Tuesday, September 25, 2007

Using the wrong tool

I just saw a Selenium test script that was supposed to test routing system (routing as in finding a driving route between places on the map, not network routing).
The script would open the routing web-page, enter a source and destination into the appropriate inputs, click "search" and then assert on some key properties of the resulting route (such as route length, total time, etc).

All's nice, except the script repeated this sequence for about twenty-something different routes.

So what's wrong with this?
1. Wrong focus:
The test is in fact about checking results of different route-requests. It has nothing to do with the web-GUI, and having the test repeat the GUI actions (enter this into that textbox, enter that into this textbox, click that button, wait for this panel to be visible etc etc) is just creating "noise" in the test which is totally irrelevant to the actual "beef" of it which is "for a given route request, assert that the total time is XXX, that the route length is YYY" etc.

2. Slow test:
Testing the routing server from the web GUI is is just making the test run slow, which makes the feedback cycles for this test larger (more time take between running the test and getting feedback about the system-under-test), and makes the likeliness of running the test on a continual basis much lower.

3. Test Brittleness:
Since the test is repeating a sequence of web-GUI actions (click this link, type into that textbox, wait for this panel to be visible etc.), any change to the web-GUI will force us to repeat a fix in this test pertaining to that GUI-change. Like I mentioned before, these GUI change have nothing to do with the "beef" of this test, and having to apply repeated and tedious fixes to the test-script makes it brittle (i.e. breaks easily due to irrelevant changes in the system-under-test) and hard to maintain.

The solution?
The same assertions that are made by this test can be made at a lower-level, such as sending raw requests to the routing server and asserting on the results. I think something like a Fitness ColumnFixture which sends requests with different source and destination points and expects certain key-values to be returned. This should focus the test on what it's actually about, run faster (since t won't go through the web-GUI) and be more maintainable (since it won't have to fixed due to changes in the web GUI).

Balanced breakfast:
In addition to being misplaced, the bad Selenium test actually did indirectly test the web-GUI, which should not be discarded. I guess having a focused Fitness-test for the routing service should be complimented with a (much shorter) Selenium test for the web-GUI, just repeating the original sequence once or twice to be sure that the web-GUI actually works.

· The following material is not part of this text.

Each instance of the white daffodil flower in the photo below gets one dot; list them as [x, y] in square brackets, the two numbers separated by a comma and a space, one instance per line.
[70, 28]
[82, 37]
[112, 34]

Sunday, September 23, 2007

Testing "Everything"

Roy Osherove has posted about how to test-drive composite-methods such as validation, This got me triggered to ramble about my own experience with this kind of task.

Here's the short background:
(I'll be using Roy's example to demonstrate my own solution here).
We start test-driving a Validate() method which in fact involves validating several rules (HasAtLeast6Chars, HasDigits, HasMax10Chars etc).
We start by test-driving the first validation rule. Easy.
Next, we want to test-drive the second rule, but for this we need to "assume" that the first rule is valid, otherwise we might be getting false-negatives.
Once we get to the third rule, we wish we could "assume" that "everything is valid except the rule-under-test".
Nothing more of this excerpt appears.